Walid Jallali
- Country (sports): Tunisia
- Born: 30 June 1978 (age 46)
- Prize money: $40,419

Singles
- Career record: 26–13 (Davis Cup)
- Highest ranking: No. 546 (16 Aug 2004)

Doubles
- Career record: 13–15 (Davis Cup)
- Highest ranking: No. 493 (12 Jun 2006)

Medal record
All-Africa Games
| Bronze medal – third place | 2007 Algiers | Doubles |

= Walid Jallali =

Tunisian tennis player (born 1978)

Walid Jallali (born 30 June 1978), also known as Oualid Jallali, is a Tunisian former professional tennis player.

Jallali spent his professional career primarily on the ITF Futures and satellite circuits, reaching a career best singles world ranking of 546. He won three singles and 12 doubles titles at Futures level.

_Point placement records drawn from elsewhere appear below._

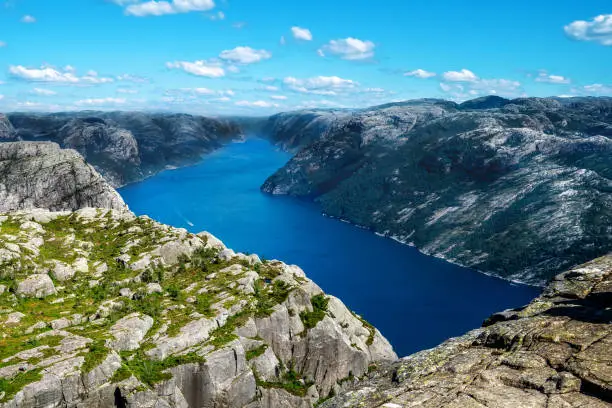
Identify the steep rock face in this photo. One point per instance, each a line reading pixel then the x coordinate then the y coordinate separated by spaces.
pixel 517 188
pixel 7 132
pixel 155 316
pixel 555 352
pixel 41 175
pixel 128 146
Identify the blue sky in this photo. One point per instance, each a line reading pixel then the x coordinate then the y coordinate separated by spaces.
pixel 257 57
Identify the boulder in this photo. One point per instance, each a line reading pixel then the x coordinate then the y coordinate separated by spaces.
pixel 36 285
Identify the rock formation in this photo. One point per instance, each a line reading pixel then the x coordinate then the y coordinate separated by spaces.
pixel 518 188
pixel 555 352
pixel 124 146
pixel 41 175
pixel 153 316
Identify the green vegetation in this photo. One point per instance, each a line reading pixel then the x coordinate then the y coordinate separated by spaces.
pixel 14 385
pixel 104 240
pixel 256 352
pixel 95 356
pixel 225 334
pixel 319 306
pixel 268 296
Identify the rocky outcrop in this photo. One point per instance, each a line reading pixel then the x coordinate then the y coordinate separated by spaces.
pixel 517 188
pixel 125 146
pixel 555 352
pixel 41 175
pixel 7 132
pixel 153 316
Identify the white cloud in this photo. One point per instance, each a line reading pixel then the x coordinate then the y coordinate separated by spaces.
pixel 244 55
pixel 132 78
pixel 93 78
pixel 28 19
pixel 598 89
pixel 198 68
pixel 201 91
pixel 465 75
pixel 349 49
pixel 43 92
pixel 160 8
pixel 100 101
pixel 43 74
pixel 50 74
pixel 217 16
pixel 480 86
pixel 597 30
pixel 258 104
pixel 544 76
pixel 300 33
pixel 222 99
pixel 420 73
pixel 321 85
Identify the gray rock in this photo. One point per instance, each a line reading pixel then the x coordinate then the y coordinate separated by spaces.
pixel 41 175
pixel 555 352
pixel 37 285
pixel 14 318
pixel 154 288
pixel 124 146
pixel 129 331
pixel 62 272
pixel 462 182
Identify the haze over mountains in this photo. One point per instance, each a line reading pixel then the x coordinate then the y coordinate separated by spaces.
pixel 105 308
pixel 517 188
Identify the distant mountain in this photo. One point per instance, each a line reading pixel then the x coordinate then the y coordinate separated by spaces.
pixel 41 175
pixel 518 188
pixel 124 146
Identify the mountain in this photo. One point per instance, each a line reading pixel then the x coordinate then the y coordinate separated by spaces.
pixel 101 308
pixel 555 352
pixel 41 175
pixel 517 188
pixel 124 146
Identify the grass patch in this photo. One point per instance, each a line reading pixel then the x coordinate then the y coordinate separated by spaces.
pixel 268 296
pixel 95 356
pixel 256 352
pixel 16 384
pixel 319 309
pixel 225 334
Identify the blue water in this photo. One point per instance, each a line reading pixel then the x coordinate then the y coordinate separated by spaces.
pixel 416 301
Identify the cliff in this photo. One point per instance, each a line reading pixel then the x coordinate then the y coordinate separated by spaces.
pixel 555 352
pixel 517 188
pixel 102 308
pixel 40 174
pixel 125 146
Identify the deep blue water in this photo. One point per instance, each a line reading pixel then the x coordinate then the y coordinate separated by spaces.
pixel 416 301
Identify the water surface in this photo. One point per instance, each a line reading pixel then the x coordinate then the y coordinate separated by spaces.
pixel 416 301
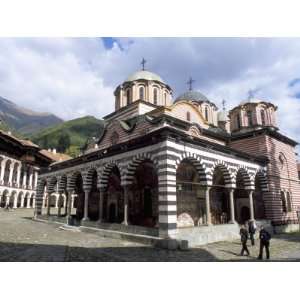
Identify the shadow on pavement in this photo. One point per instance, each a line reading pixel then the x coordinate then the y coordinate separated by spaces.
pixel 19 252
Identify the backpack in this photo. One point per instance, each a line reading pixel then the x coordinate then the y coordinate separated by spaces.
pixel 265 236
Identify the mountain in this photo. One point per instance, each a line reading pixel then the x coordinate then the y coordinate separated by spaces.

From 1996 to 2008, Jallali participated in 40 Davis Cup ties for Tunisia and played 67 rubbers in total. In 2003, Tunisia returned to Group II after a 10-year absence and travelled to Hillerød to play Denmark, where he won the opening rubber of the tie, over Rasmus Nørby in five sets. By the time he retired he had amassed a team record 39 wins, of which 26 came in singles rubbers. His brother, Essam, also played Davis Cup tennis.

Jallali competed for Tunisia in three editions of the Mediterranean Games and was a doubles bronze medalist at the 2007 All-Africa Games, held in Algiers.

As a coach, Jallali had stints captaining Tunisia's Davis Cup team and has toured as the private coach of local players, including Ons Jabeur and Malek Jaziri.